トンネルを抜けるとそこは雪国だった。
というのは川端康成の小説だ。
僕の友人に新潟の雪国の人が居る。
同じ家具店で若い頃一緒に東京などで勉強に参加していた。
冬になると友人が言う。
トンネルを抜けるとそこは雪がなかった。
新幹線も湯沢からトンネルに入り一気に関東平野に抜ける。
そこは晴天であり、雪国の人にとって不思議な世界に映るらしい。
今現在、大寒波が日本列島に居座っていて連日ニュースやワイドショウは雪国からの中継がいっぱいである。
今度の大雪は雪国だけでなく太平洋側までも降らせている。
鹿児島の桜島が雪化粧して住民が驚いている。
しかしここ群馬県は雪がない。
東京に出ると人から群馬は雪で大変でしょうねえといわれる。
群馬でも北部と南部では全く違うのである。
群馬の中央に赤城山と榛名山がそびえる。
その北と南では全く気候が違うのである。
ここ数日、北の空を見ると赤城山と榛名山には雪雲がかかっており姿が見えない。
そこから雲はだんだんちぎれて晴れたり曇ったりして関東平野に流れていく。
すさまじいまでの雪雲は高気圧の強さを感じさせて雪国の人々の奮闘が忍ばれて申し訳ないような気持ちである。
雪国の友人に冬の雪対策について聴いたことがある。
雪が余り降るとお店も雪下ろしが必要だが、従業員も自宅の雪下ろしで出勤できなくなる。
雪下ろしをしたいが、屋根の下は隣の駐車場である。
関東では聞き慣れない除雪費用というのが大きいのだという。
雪のニュースを見ながらいつも雪国の友人を思って居る。
南岸低気圧というものがあって、10年くらい前に一晩に80センチを超えるような積雪があり、当社の倉庫がつぶれたことがあった。

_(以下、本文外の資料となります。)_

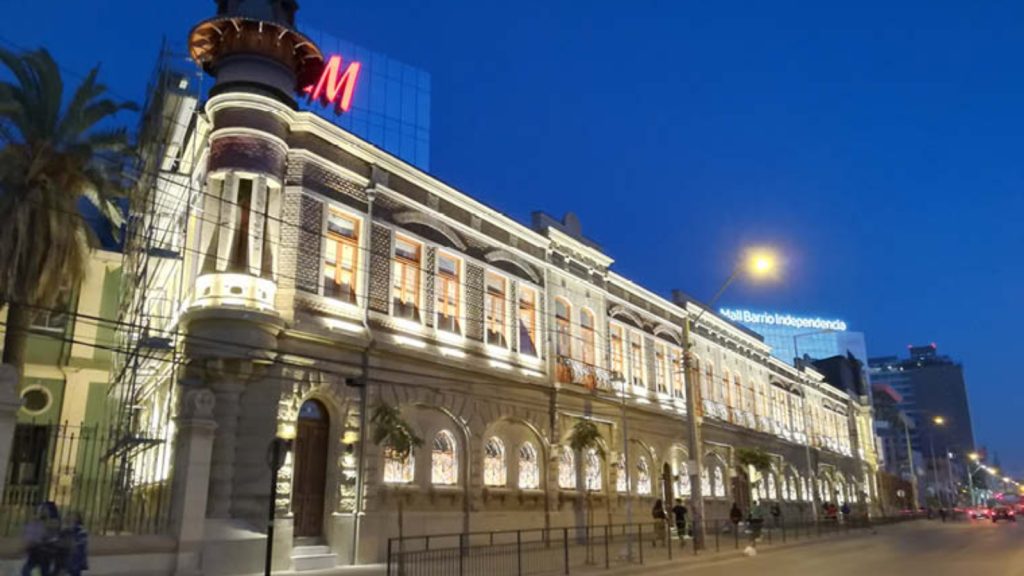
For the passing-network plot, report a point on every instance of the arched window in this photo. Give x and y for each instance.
(566, 469)
(682, 480)
(495, 468)
(726, 388)
(643, 477)
(563, 328)
(444, 460)
(588, 337)
(622, 484)
(719, 483)
(708, 383)
(529, 471)
(592, 470)
(398, 470)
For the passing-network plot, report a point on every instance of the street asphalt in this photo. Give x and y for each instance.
(925, 547)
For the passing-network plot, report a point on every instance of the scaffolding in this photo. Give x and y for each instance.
(147, 362)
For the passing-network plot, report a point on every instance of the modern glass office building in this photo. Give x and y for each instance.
(390, 106)
(794, 336)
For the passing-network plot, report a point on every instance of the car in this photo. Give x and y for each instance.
(1004, 512)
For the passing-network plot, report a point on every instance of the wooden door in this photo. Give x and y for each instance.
(310, 469)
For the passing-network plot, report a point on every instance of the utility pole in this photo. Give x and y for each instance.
(909, 459)
(695, 444)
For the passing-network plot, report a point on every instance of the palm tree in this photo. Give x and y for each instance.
(392, 433)
(50, 157)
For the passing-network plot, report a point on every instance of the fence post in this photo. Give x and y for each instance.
(668, 537)
(462, 553)
(607, 564)
(518, 551)
(640, 540)
(565, 546)
(9, 405)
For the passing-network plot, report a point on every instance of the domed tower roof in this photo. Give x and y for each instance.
(252, 30)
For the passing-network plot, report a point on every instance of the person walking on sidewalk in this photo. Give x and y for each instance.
(735, 515)
(679, 512)
(757, 522)
(776, 515)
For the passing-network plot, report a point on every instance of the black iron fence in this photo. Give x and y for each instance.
(560, 550)
(117, 487)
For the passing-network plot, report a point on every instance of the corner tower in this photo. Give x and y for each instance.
(252, 45)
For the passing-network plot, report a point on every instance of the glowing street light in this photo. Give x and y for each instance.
(758, 263)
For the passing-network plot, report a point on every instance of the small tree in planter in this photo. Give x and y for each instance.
(755, 458)
(395, 436)
(584, 438)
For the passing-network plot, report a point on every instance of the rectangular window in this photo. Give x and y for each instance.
(406, 279)
(527, 321)
(663, 367)
(617, 352)
(494, 303)
(53, 319)
(587, 337)
(449, 292)
(341, 257)
(636, 360)
(677, 375)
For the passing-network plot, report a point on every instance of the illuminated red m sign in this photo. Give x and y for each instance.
(334, 85)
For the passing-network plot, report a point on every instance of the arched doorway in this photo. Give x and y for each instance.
(310, 468)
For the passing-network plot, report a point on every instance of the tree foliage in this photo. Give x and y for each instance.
(390, 429)
(585, 436)
(754, 457)
(51, 157)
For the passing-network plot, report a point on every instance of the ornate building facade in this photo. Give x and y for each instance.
(321, 277)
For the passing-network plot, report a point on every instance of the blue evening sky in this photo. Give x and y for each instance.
(877, 144)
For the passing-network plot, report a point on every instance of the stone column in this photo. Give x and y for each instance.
(193, 450)
(9, 404)
(227, 393)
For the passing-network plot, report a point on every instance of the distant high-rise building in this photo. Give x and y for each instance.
(794, 336)
(932, 392)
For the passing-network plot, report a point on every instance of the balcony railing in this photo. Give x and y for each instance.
(572, 371)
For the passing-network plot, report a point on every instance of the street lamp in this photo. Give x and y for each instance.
(276, 454)
(938, 421)
(758, 263)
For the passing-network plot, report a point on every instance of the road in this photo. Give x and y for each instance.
(930, 548)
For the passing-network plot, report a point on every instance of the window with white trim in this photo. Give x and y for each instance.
(406, 269)
(527, 321)
(341, 256)
(495, 303)
(449, 292)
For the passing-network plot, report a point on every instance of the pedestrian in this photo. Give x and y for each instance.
(776, 515)
(76, 543)
(660, 519)
(757, 521)
(679, 512)
(40, 537)
(735, 515)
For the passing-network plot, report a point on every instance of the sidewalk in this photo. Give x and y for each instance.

雪国に比べべれば80センチだなんて大した事がないと思われるが、なんと関東地方は大パニックになったのである。
国道に出ると車は一台も通らない。
完全に経済がストップしてしまった。
国道を歩いている人に聴いてみるとコンビニに歩いて買い物に行ったという。
食べる物が棚にないという。
たまに車が通るが自信満々の四輪駆動の車である。
しかしその四駆も我が家の裏では完全に動かなくなっていて、僕はシャベルを出して助けたものである。
車体が雪に当たって動かなくなったのである。
雪対策のない関東平野の80センチ騒ぎであった。
僕は連日雪かきをしていたものである。
それに比べて2メートル3メートルの雪国の友人の事を忍び尊敬の念がふつふつとわいてくるのである。